De forma mais discreta, este movimento afeta também as exportações brasileiras para a China, excetuando-se commodities, avidamente requeridas, muitas das quais o Brasil, como um dos maiores produtores mundiais, pode aumentar preços e volumes. As vendas do Brasil para o mercado chinês caíram mês a mês nos últimos quatro meses, enquanto as importações subiram. Além disso, a tendência anterior à crise se acentuou e a China rouba espaço dos produtos brasileiros mais intensamente em terceiros mercados, com força especial na Argentina.
A China sempre foi o espantalho dos concorrentes no mercado global, mas seu poder se faz sentir com muito mais força agora, quando o comércio internacional está encolhendo e não crescendo a taxas recordes, como até o ano passado. O atrelamento ao dólar cria ganhos competitivos nas principais moedas - em relação ao euro é da ordem de 20%. Os principais parceiros comerciais da China, como Coreia, Tailândia, Malásia, realizam intervenções cambiais para não deixar a vantagem chinesa se alargar em terceiros mercados, onde todos competem.
Há mais vantagens ocultas nas estatísticas do comércio externo chinês. As importações de janeiro a setembro declinaram 20,4%, - perto dos 21,3% das exportações-, mas a queda dos preços explica dois terços do resultado. Isto é, não houve queda tão significativa em volumes, adquiridos por preços bem menores, que vão reforçar vendas externas mais competitivas. Pelo menos metade das importações é composta de produtos mecânicos e elétricos, também o principal item da pauta de exportações. O superávit comercial chinês foi de US$ 135,5 bilhões no período.
Mais importante, o superávit comercial da China no comércio com os EUA continua relevante - US$ 143,7 bilhões até setembro - e tende a crescer de novo. Para reduzir o enorme déficit comercial, os EUA precisam de um vigoroso desempenho exportador, puxado pelo dólar desvalorizado. Mas no terceiro trimestre, o aumento das importações (16,4%) já bateu o de exportações (14,7%). As exportações chinesas avançaram do segundo para o terceiro trimestre e pularam de US$ 276 bilhões para US$ 325 bilhões.

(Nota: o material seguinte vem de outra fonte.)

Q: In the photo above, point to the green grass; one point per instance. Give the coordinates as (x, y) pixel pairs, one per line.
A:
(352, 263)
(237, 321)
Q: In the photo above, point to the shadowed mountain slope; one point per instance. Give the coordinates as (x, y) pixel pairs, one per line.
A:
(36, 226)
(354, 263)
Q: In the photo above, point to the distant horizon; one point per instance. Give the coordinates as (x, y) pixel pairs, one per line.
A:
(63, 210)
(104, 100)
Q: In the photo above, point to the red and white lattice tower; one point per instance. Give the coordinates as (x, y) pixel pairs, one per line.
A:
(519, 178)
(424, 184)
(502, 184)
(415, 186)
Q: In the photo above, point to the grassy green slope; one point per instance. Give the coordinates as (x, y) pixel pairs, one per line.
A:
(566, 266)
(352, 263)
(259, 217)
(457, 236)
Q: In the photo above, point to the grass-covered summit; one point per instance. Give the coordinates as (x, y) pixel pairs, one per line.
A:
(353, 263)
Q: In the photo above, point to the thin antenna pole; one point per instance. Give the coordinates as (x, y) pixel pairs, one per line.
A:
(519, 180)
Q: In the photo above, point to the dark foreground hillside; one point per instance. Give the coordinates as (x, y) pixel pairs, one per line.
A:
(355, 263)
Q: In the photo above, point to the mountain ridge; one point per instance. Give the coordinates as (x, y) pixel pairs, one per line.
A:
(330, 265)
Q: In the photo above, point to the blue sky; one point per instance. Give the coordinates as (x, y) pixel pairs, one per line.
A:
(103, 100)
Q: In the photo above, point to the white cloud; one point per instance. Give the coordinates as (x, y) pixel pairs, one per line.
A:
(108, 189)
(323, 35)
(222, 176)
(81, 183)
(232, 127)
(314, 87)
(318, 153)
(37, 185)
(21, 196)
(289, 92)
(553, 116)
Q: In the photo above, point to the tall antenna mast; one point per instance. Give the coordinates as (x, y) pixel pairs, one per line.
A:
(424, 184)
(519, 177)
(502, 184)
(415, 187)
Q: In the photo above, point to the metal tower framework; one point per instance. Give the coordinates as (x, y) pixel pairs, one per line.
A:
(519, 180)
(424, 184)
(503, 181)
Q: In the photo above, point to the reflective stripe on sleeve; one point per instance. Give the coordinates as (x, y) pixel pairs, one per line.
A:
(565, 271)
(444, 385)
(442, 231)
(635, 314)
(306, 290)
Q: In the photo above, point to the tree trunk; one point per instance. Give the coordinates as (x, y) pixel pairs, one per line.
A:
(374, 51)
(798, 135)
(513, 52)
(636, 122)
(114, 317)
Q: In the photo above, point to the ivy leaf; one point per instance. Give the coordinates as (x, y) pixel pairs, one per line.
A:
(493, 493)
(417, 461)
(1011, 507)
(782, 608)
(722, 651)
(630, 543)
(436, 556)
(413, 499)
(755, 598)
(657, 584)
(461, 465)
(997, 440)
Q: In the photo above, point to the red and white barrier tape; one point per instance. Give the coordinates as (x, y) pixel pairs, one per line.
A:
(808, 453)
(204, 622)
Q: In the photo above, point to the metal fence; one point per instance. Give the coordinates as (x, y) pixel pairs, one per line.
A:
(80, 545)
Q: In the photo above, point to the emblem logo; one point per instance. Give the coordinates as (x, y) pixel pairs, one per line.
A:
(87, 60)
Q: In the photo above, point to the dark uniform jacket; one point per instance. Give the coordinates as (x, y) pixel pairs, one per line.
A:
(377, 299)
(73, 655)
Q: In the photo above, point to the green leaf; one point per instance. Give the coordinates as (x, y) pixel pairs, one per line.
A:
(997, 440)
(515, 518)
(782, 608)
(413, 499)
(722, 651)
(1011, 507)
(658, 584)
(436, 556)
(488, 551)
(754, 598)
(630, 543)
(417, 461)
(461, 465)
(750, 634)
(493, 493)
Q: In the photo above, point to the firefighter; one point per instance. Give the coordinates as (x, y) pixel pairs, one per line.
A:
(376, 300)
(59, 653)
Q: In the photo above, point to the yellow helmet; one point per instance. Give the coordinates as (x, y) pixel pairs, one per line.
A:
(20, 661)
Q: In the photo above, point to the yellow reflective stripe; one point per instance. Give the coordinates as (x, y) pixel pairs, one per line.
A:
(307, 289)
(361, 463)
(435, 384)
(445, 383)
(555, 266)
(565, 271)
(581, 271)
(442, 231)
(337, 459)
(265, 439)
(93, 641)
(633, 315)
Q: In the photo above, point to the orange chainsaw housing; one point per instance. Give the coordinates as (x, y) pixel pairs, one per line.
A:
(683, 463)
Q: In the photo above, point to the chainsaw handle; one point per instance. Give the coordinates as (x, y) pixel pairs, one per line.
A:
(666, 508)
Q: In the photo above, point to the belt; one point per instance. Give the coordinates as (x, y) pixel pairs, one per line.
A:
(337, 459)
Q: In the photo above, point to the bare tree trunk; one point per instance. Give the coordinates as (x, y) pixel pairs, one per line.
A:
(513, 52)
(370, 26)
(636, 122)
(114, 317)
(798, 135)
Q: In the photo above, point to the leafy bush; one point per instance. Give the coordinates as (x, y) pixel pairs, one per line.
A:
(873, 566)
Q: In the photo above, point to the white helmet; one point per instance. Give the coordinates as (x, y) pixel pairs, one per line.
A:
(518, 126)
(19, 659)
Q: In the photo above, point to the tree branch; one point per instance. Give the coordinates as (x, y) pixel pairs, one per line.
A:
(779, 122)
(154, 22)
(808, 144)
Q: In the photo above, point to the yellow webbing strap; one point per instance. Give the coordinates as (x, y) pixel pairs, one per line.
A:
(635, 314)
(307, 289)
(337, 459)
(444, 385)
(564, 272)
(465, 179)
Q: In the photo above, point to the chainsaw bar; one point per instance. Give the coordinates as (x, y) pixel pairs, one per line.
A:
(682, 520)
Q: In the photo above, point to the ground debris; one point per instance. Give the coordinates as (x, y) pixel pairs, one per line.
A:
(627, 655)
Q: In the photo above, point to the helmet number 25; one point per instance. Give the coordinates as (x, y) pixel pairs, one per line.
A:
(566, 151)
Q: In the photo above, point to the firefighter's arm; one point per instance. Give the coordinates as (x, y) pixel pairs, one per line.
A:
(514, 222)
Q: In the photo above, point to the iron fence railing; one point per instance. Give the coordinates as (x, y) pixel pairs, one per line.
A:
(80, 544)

Volta-se então ao impasse original. O atrelamento ao dólar da moeda chinesa pode causar estragos mais à frente na China (superinvestimento, por exemplo), porém impede a resolução dos desequilíbrios globais e uma saída saudável para a economia americana. Se as exportações não tirarem os EUA do poço, o aumento da poupança americana (2,8% no ano até agora) será subtraído do consumo. O governo chinês não está tão preocupado com isso e não abrirá mão de sua política cambial, e faz, assim, com que os ajustes recaiam sobre outras moedas, como o euro e o real. Se os EUA voltarem à recessão, a desvalorização do dólar se aprofundará, reduzindo o débito com seu principal credor, a China, que poderá ou não se convencer da necessidade de acordo para evitar o mal maior: a derrocada desordenada da moeda americana. É uma tremenda encrenca.